Basic Linear Algebra for Machine Learning

This page is a study notes of the course Matrix Methods in Data Analysis, Signal Processing, and Machine Learning by professor Gilbert Strang.

Column Space & Rank

Column space
\(C(A) = span(\overrightarrow{a_1},\overrightarrow{a_2},\overrightarrow{a_3},\overrightarrow{a_4},\overrightarrow{a_5})\)
Basis for \(C(A)\):
vectors of span \(C(A)\) that are linear independent

\[A = \begin{bmatrix} 1 & 0 & -1 & 0 & 4 \\ 2 & 1 & 0 & 0 & 9 \\ -1 & 2 & 5 & 1& -5\\ 1 & -1 & -3 & -2 & 9 \\ \end{bmatrix} \]

Reduced row echelon form by row operation: \[rref(A) = R = \begin{bmatrix} 1 & 0 & -1 & 0 & 4 \\ 0 & 1 & 2 & 0 & 1 \\ 0 & 0 & 0 & 1& -3\\ 0 & 0 & 0 & 0 & 0 \\ \end{bmatrix} \]

The pivot column \(\overrightarrow{r_1}\), \(\overrightarrow{r_2}\), and \(\overrightarrow{r_4}\) of matix \(R\) are linear independent
\(\Rightarrow\) \(\overrightarrow{a_1}\), \(\overrightarrow{a_2}\), and \(\overrightarrow{a_4}\) are also linear independent
\(\Rightarrow\) \(\overrightarrow{a_1}\), \(\overrightarrow{a_2}\), and \(\overrightarrow{a_4}\) form the basis for \(C(A)\)
\(\Rightarrow\) \(dim(C(A)) = 3\) and \(rank(A) = 3\)
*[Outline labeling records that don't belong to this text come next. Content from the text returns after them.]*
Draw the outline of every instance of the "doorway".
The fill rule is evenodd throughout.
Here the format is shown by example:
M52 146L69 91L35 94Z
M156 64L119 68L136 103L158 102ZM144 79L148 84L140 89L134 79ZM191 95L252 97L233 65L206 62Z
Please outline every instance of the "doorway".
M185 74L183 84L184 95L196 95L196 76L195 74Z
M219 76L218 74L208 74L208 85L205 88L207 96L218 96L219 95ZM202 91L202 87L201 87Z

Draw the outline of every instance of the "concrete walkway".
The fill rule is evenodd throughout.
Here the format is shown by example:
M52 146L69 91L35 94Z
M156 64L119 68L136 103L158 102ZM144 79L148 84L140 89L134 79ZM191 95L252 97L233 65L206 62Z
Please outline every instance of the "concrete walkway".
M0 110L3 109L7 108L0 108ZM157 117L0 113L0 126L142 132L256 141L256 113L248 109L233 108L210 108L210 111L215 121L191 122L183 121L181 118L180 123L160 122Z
Understanding the matrix multiplication

\[A = \begin{bmatrix} 2 & 1 & 3\\ 3 & 1 & 4\\ 5 & 7 & 12\\ \end{bmatrix} \begin{bmatrix} x_1 \\ x_2 \\ x_3 \\ \end{bmatrix} = x_1 \begin{bmatrix} 2 \\ 3 \\ 5 \\ \end{bmatrix} +x_2 \begin{bmatrix} 1 \\ 1 \\ 7 \\ \end{bmatrix} + x_3 \begin{bmatrix} 3 \\ 4 \\ 12 \\ \end{bmatrix} \]

\(A_{3x3} = C_{3x2} \ R_{2x3}\) where \(C\) is the column space of matrix \(A\) and \(R\) is the row space of matrix \(A\)

\[ \begin{bmatrix} 2 & 1 & 3\\ 3 & 1 & 4\\ 5 & 7 & 12\\ \end{bmatrix} = \begin{bmatrix} 2 & 1\\ 3 & 1\\ 5 & 7\\ \end{bmatrix} \begin{bmatrix} 1 & 0 & 1\\ 0 & 1 & 1\\ \end{bmatrix} \]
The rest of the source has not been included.